Since the financial crisis of 2008 the productivity rate in the UK has been dwindling.
It has been noted that the UK falls behind other European Countries, producing less per hour than our neighbours. But according to the latest figures released on April 6th by the Organisation for National Statistics, we are now seeing a rise in productivity for the first time in 10 years.
This data inspired HSBC to conduct a survey to find out what business are doing to aid with workplace productivity.
In their study, they found that flexible working seemed to be the key to optimising productivity, with 89% of respondents saying that this benefit motivated them to be more productive and would opt for a better work/life balance over salary.
The Flexible Working Report, produced by My Family Care and Hydrogen, found that only 18% of their respondents wanted to work at their employer’s place of work, compared to 54% wanting to work remotely or from home.
81% said they would consider flexible working options first and foremost before any other typical benefits, 53% said that they would rather have flexible working than a pay rise, and 63% of respondents even admitted to rejecting a job offer due to the lack of flexible working benefits.
The change in demographic is also contributing to this trend, with many of the younger generation opting for flexible working, creating a better work/life balance, over financial rewards.
In a recent report from the House of Commons Women and Equalities Committee, Fathers in the Workplace, they outline the need for all jobs to be advertised with flexible working to reflect the changing society.
The paper also reports that the option for this benefit currently seems to be biased towards females with dependants, with fathers even more likely to perceive that they will be viewed negatively by their employers if they requested flexible working.
But the reality is that the benefit of working flexibly also needs to be extended across the board for all staff, not just parents or those with dependants. Employers need to make sure that this benefit is readily available for all employees, or risk being accused of discrimination and disengaging their employees.
The demand for flexible working is so high, and even though 96% of employers say that they offer this already, only a mere 9.8% of roles paying over £20,000 per annum have advertised the benefit.
The technology sector is currently leading the way when it comes to flexible working, with 47% of employees reporting that this option is available to them.

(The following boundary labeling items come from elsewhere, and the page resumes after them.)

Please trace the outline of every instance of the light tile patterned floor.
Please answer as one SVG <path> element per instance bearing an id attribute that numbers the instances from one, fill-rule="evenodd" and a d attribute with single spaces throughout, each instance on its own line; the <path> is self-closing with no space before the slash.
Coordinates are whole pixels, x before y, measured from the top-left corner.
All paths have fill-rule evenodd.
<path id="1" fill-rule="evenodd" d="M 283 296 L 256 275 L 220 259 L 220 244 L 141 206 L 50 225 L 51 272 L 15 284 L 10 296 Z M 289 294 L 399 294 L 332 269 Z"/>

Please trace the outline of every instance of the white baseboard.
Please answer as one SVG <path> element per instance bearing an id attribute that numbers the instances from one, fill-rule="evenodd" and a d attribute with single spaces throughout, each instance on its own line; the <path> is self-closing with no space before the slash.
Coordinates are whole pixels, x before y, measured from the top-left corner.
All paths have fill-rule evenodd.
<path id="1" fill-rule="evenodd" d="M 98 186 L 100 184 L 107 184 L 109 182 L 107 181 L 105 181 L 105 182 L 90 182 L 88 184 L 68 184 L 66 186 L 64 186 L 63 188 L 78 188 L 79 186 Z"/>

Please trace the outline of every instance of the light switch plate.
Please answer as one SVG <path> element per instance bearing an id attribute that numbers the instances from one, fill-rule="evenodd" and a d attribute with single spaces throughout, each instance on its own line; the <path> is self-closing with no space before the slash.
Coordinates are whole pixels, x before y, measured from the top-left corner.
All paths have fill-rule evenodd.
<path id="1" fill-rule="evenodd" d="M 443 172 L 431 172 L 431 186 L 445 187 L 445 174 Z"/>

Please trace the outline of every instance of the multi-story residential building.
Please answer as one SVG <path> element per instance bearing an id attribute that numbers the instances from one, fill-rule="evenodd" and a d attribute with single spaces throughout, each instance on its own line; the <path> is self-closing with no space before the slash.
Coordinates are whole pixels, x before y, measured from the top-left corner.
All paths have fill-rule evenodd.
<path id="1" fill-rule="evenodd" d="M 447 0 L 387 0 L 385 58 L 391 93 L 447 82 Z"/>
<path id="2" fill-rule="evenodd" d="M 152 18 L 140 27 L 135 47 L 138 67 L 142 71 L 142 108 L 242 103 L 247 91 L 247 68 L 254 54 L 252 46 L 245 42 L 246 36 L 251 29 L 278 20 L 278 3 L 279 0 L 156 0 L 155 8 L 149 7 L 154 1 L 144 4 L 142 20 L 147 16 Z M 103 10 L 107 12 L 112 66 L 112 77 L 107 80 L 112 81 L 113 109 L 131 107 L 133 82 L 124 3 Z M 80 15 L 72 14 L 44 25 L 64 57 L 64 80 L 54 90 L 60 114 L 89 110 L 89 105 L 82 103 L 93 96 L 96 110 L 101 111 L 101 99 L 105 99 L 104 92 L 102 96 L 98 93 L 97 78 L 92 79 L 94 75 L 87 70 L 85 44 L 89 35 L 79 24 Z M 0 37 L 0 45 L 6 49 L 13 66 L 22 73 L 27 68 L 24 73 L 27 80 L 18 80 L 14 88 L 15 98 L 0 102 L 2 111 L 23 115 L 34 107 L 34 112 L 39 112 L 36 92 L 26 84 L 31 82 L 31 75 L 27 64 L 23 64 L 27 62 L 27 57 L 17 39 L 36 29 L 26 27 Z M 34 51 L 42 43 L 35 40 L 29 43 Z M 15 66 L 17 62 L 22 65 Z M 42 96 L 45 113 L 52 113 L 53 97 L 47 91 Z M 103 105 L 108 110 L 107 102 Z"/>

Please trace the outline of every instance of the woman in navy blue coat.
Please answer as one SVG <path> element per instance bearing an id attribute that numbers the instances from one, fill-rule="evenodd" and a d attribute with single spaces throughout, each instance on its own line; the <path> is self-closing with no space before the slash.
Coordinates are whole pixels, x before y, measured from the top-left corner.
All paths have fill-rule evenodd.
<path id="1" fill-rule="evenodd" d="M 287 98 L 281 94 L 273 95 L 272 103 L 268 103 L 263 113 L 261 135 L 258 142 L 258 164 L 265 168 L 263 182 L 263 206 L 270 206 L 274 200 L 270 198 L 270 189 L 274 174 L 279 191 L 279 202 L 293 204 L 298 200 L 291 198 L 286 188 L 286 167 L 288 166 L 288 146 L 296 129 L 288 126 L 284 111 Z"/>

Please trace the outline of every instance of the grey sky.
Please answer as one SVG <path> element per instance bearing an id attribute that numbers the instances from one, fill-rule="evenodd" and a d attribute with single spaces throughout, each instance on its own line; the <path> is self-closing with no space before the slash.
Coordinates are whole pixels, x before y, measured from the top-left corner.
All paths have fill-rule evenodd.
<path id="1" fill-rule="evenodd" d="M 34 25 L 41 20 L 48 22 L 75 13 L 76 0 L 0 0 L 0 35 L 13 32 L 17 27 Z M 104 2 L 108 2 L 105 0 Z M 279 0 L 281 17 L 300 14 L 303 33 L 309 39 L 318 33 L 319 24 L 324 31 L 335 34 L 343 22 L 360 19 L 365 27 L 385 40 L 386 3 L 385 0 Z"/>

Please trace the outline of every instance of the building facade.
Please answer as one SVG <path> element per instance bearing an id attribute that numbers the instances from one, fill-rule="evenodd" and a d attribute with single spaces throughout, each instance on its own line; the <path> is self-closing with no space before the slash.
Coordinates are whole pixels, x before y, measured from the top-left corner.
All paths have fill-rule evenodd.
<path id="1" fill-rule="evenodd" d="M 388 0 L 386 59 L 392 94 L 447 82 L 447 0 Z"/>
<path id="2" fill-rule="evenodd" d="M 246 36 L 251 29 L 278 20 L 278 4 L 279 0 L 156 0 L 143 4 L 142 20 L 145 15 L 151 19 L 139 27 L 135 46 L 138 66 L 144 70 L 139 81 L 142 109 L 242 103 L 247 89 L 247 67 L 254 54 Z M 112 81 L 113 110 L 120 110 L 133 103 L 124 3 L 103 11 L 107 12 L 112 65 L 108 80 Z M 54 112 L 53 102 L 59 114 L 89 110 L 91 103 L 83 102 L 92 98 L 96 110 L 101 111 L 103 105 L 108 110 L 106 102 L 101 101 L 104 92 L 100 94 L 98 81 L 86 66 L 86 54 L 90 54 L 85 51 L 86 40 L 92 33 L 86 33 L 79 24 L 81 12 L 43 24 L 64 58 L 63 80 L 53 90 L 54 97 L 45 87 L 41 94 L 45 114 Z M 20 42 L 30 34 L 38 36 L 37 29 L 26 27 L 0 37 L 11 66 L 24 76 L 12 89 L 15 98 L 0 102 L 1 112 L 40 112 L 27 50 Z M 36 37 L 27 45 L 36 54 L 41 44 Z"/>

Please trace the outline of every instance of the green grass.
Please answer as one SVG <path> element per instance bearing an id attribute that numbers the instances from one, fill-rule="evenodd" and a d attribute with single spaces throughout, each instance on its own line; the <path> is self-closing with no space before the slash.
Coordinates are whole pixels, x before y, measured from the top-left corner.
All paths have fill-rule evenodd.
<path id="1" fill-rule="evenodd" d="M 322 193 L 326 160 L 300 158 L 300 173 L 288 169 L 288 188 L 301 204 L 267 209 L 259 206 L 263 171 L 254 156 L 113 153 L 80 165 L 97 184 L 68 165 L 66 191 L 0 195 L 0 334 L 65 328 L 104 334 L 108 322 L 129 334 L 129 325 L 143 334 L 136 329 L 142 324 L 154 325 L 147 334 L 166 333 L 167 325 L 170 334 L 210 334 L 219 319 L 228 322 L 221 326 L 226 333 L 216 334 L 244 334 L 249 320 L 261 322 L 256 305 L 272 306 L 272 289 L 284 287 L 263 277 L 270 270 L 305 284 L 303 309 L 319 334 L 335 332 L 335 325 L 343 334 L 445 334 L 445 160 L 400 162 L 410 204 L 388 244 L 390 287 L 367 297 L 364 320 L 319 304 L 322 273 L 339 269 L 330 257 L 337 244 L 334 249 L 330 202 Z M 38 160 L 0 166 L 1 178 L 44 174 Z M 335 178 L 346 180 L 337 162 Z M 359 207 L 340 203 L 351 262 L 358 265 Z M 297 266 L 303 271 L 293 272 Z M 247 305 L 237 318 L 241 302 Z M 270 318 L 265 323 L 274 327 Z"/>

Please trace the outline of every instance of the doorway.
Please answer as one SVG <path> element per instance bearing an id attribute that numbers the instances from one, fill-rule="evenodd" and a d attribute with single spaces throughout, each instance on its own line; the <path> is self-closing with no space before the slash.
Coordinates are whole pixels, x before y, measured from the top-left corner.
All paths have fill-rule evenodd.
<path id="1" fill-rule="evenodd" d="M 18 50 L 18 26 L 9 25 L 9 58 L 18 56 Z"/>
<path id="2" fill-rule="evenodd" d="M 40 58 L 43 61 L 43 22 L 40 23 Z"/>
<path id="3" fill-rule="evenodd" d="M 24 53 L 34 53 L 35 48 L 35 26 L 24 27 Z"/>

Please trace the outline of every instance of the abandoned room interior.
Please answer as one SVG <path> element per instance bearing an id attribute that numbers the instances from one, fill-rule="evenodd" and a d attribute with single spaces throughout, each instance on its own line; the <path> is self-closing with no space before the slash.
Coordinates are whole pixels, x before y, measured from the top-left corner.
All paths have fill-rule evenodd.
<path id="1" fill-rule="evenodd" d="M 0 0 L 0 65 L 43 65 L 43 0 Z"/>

Because of this, HSBC also reported that the productivity levels were among the highest, where the productivity gap between tech industry workers and non-tech workers has risen to 10%.
Flexible working will no doubt continue to be at the top of the list for most prospective employees as the working world slowly becomes dominated by the younger generation, whom strive for passion and experiences above money.
The current lack of flexible working arrangements could be detrimental to businesses, as current candidate shortages mean that companies that do offer this benefit will often be first choice when it comes to attracting and retaining top talent.
But flexible working doesn’t just have to having the option to work from home, in fact there are many ways this can be implemented, including being office based with flexible hours, the option to job share, and even take sabbaticals.